Tzeedee

Putting Minett on the map

d'Lëtzebuerger Land du 15.04.2022

L’odds ratio, ou risque relatif rapproché, est une mesure statistique, souvent utilisée en épidémiologie, exprimant le degré de dépendance entre des variables aléatoires qualitatives. C’est également le nom, plutôt original vous en conviendrez, d’un nouveau venu sur la scène rock grand-ducale, un groupe de vétérans actifs jadis dans La Fa Connected, Metro et Tiger Fernandez, qui vient de sortir son premier EP éponyme. Si vous avez suivi quelque peu la scène musicale luxembourgeoise ces deux dernières décennies, vous savez que les références précitées sont de l’ordre de l’indie rock, tendance sud du pays, et Odds Ratio emboîte naturellement le pas. Puisant de son propre aveu son influence dans la scène post-hardcore américaine, le trio (Alain Gouleven, Simone Ramos et David André) convoque des images d’une ère fleurant bon les petits clubs sombres, les fanzines photocopiés, la bière premier prix en canette (en tout cas pour les groupes non straight edge), les pochettes de 45 tours faites à la main et une certaine virilité assumée.

Qui dit post-hardcore dit Fugazi, groupe mythique de Washington, D.C. dont le chanteur Ian MacKaye fonda le non moins légendaire label Dischord Records il y a plus de trente ans, autour d’une esthétique musicale et d’un courant de pensée devenus intemporels. Aucun groupe du genre ne peut éviter la comparaison, et on retrouve des éléments distinctifs de ce son (au spectre plus large qu’on ne pourrait le penser de prime abord) dans les compositions d’Odds Ratio, notamment les lignes de basse très rondes, presque dub par moments, et les guitares, aussi incisives qu’omniprésentes, doublées voire triplées.

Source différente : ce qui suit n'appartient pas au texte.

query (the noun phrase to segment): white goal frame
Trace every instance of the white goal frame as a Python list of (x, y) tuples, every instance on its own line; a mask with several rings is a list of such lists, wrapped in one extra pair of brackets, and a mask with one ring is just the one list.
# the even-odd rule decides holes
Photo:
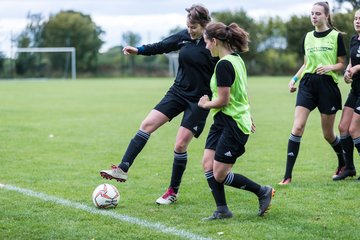
[(76, 49), (74, 47), (39, 47), (39, 48), (17, 48), (16, 53), (32, 52), (70, 52), (71, 53), (71, 78), (76, 79)]

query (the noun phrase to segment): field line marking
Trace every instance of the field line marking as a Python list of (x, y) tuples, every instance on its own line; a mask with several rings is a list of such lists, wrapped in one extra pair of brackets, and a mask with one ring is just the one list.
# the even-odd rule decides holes
[(66, 206), (66, 207), (71, 207), (71, 208), (75, 208), (75, 209), (80, 209), (92, 214), (98, 214), (98, 215), (103, 215), (103, 216), (108, 216), (108, 217), (112, 217), (115, 219), (118, 219), (120, 221), (124, 221), (124, 222), (128, 222), (128, 223), (133, 223), (136, 224), (140, 227), (146, 227), (146, 228), (150, 228), (152, 230), (155, 231), (159, 231), (159, 232), (163, 232), (163, 233), (168, 233), (168, 234), (172, 234), (172, 235), (176, 235), (182, 238), (186, 238), (186, 239), (191, 239), (191, 240), (211, 240), (211, 238), (205, 238), (196, 234), (193, 234), (191, 232), (185, 231), (185, 230), (181, 230), (181, 229), (176, 229), (173, 227), (167, 227), (161, 223), (157, 223), (157, 222), (149, 222), (140, 218), (135, 218), (135, 217), (130, 217), (124, 214), (119, 214), (119, 213), (115, 213), (112, 211), (107, 211), (107, 210), (100, 210), (97, 209), (95, 207), (89, 207), (87, 205), (81, 204), (81, 203), (77, 203), (77, 202), (73, 202), (67, 199), (63, 199), (63, 198), (58, 198), (58, 197), (54, 197), (54, 196), (50, 196), (41, 192), (35, 192), (29, 189), (25, 189), (25, 188), (19, 188), (19, 187), (15, 187), (15, 186), (11, 186), (11, 185), (7, 185), (7, 184), (1, 184), (0, 183), (0, 188), (4, 188), (6, 190), (10, 190), (10, 191), (16, 191), (18, 193), (22, 193), (26, 196), (30, 196), (30, 197), (35, 197), (35, 198), (39, 198), (43, 201), (46, 202), (53, 202), (62, 206)]

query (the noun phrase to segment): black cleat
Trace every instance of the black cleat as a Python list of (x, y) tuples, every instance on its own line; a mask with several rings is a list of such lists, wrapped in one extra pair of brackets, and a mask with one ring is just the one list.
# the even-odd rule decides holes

Mais l’esthétique d’Odds Ratio ne s’arrête pas au post-hardcore. Le disque possède également une certaine immédiateté, se manifestant par un sens de la mélodie évident (notamment sur Faster, morceau d’ouverture évoquant Sonic Youth période Daydream Nation, ou l’über-catchy My Boy, à la basse bondissante et aux guitares power pop très directes). D’ailleurs, si la sonorité générale reste punk, l’énergie tend par moments vers un côté pop typique de la scène West Coast (la bio du groupe cite Hot Snakes, et il est vrai que les allusions au groupe de San Diego sont fondées, notamment le son tranchant des guitares), et lorgne par d’autres moments sur des structures beaucoup plus sombres et intenses assimilables au post-punk (surtout sur le très réussi Berlin, incontestablement le morceau le plus original, clôturant le disque). Le chant de Simone Ramos est un autre aspect convaincant tout au long de ces cinq titres, avec un bel équilibre entre puissance et sensibilité, et on ne peut s’empêcher d’entendre des bribes de Cedric Bixler-Zavala (At The Drive-In) dans la voix.

Cet EP est cohérent, compact, tendu, bien produit, les guitares sont clean, peut-être même un poil trop par comparaison aux influences DIY précitées. Les mélodies rentrent facilement en tête dès les premières écoutes, les constructions sont claires, carrées, portées par une section rythmique costaude. Les structures des morceaux sont parfois un peu simplistes, avec un pattern fait d’alternances couplets calmes / refrains enlevés qu’on retrouve quelques fois, une recette qui fonctionne plus ou moins bien selon les titres. Si le tempo plus ralenti de You Give Me Fever semble moins immédiat dans un premier temps, il débouche sur un refrain encore une fois assuré et démonstratif fleurant bon le punk en short au bord de l’océan Pacifique.

Bref, peu ou prou certains détails certainement subjectifs (on est moins convaincu par le lancinant Sweetheart, en tout cas dans une sélection de cinq titres), c’est un disque réussi et prometteur. Mais quid de ce qu’on n’entend pas, des expérimentations ou originalités absentes ? À l’ère des crossovers, des mélanges en tous genres, des collaborations, quelle est la valeur ajoutée d’un disque incontestablement très bien fait, mais relativement rivé quelque part dans l’histoire? La question devient dès lors plus philosophique que musicale : rester dans les codes établis ou créer sa propre voie ? Sur ce premier EP, Odds Ratio démontre qu’il connaît, respecte et reste relativement fidèle à un courant musical codifié et estimé. Y a-t-il dans cette matière de l’espace pour un petit twist, peut-être dans les morceaux à venir, ou en live ? On devrait à n’en point douter retrouver le combo sur les scènes locales dans un futur proche afin de vérifier, avec plaisir, une bière à la main.